Apenas para citar um dos inúmeros exemplos do conteúdo extremamente preconceituoso extraído, o livro se refere às minorias, sobretudo negros e judeus, como “parasitas, mentirosos, vermes, sugadores de sangue eterno, repulsivos, sem escrúpulos, monstros, ameaça, estrangeiros, sanguinários, destruidores da humanidade ariana, e inimigos mortais da humanidade ariana”, que não devem ter direito à existência.

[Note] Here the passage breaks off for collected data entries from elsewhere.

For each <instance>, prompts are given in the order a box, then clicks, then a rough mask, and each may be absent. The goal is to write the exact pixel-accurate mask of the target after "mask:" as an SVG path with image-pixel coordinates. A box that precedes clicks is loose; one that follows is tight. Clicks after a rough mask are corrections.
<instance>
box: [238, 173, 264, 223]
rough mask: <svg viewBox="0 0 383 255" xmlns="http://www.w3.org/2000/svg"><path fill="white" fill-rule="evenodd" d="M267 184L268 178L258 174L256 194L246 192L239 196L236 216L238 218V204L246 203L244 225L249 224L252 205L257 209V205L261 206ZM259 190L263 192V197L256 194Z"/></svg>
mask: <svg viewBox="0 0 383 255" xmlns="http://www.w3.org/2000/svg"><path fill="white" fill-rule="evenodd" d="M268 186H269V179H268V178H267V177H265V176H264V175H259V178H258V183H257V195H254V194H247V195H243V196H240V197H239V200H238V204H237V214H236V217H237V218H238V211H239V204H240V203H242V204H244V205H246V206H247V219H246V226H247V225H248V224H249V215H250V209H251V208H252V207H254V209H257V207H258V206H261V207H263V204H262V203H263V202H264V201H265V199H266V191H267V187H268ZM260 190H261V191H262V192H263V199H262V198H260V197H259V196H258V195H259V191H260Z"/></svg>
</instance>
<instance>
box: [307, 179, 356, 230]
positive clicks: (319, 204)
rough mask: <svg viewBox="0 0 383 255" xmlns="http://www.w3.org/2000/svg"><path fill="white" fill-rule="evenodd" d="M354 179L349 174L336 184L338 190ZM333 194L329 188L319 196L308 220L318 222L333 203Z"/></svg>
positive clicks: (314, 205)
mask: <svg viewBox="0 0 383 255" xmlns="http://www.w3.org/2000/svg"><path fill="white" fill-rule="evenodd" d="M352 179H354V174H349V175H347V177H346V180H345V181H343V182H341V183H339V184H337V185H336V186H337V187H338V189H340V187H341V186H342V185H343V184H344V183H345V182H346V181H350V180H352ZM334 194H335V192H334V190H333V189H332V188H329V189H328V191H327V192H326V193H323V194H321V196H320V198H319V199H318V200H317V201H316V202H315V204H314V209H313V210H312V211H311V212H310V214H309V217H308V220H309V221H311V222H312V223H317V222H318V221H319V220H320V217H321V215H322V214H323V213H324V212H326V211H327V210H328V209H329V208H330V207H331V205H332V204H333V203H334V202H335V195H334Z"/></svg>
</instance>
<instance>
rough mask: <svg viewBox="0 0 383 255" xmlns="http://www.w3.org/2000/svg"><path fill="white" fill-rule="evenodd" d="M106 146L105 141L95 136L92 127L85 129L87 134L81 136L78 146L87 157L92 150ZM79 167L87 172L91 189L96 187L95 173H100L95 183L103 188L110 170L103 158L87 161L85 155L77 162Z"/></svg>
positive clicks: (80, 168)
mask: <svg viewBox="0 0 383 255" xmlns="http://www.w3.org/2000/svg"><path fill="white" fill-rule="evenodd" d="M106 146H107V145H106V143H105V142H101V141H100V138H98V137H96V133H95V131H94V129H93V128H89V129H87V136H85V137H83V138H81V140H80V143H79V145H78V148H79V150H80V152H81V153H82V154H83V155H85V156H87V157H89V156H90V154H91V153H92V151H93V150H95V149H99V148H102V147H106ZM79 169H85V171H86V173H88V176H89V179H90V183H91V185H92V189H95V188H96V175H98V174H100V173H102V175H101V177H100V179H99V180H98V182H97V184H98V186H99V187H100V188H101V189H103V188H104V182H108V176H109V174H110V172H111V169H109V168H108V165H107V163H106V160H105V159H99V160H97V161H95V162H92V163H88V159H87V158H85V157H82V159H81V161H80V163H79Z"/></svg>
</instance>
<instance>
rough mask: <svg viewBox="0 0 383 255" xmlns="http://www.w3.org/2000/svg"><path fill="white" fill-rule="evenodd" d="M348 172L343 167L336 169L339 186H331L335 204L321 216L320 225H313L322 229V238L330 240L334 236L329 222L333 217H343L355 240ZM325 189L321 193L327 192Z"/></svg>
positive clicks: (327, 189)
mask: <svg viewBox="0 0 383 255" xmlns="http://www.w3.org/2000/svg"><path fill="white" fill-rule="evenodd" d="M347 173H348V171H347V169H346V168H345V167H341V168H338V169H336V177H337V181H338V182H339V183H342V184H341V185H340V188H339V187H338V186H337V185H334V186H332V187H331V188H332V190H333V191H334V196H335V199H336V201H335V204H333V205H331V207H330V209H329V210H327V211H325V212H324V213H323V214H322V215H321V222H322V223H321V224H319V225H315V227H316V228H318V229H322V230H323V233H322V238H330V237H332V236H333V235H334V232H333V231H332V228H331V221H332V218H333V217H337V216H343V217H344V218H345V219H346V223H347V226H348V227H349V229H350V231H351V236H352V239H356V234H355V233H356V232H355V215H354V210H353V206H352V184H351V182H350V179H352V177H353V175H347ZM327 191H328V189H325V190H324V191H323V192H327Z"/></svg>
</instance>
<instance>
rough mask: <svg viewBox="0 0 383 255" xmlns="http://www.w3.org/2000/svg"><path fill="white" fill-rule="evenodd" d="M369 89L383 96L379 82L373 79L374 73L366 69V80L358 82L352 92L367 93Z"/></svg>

A representação da Conib e da Fisesp, além da investigação e responsabilização dos autores dos eventuais crimes praticados, visa a proibição, a qualquer tempo, da obra, em todo o território nacional; o recolhimento, de imediato, através de medida cautelar de busca e apreensão de todos os seus exemplares nas editoras, livrarias e bancas de jornal que já estão comercializando-a, bem como outras que venham a surgir, conforme disposto no Art. 20, § 3º, inc. I, da Lei 7.716/89, incluído pela Lei nº 9.459/97; (iii) a verificação e remoção do livro dos sítios eletrônicos, que atualmente disponibilizam o material em território brasileiro ou que venham a fazê-lo no futuro, conforme disposto no Art. 20, § 3º, incisos II e III, da Lei 7.716/89, incluídos, respectivamente, pelas Lei nºs 12.735/12 e 12.288/10.

A Conib e a Fisesp consideram que este é um importante passo para a vedação do livro em todo o território nacional e também na internet, e espera que a Justiça dê uma resposta rápida, diante da continuidade da venda do material.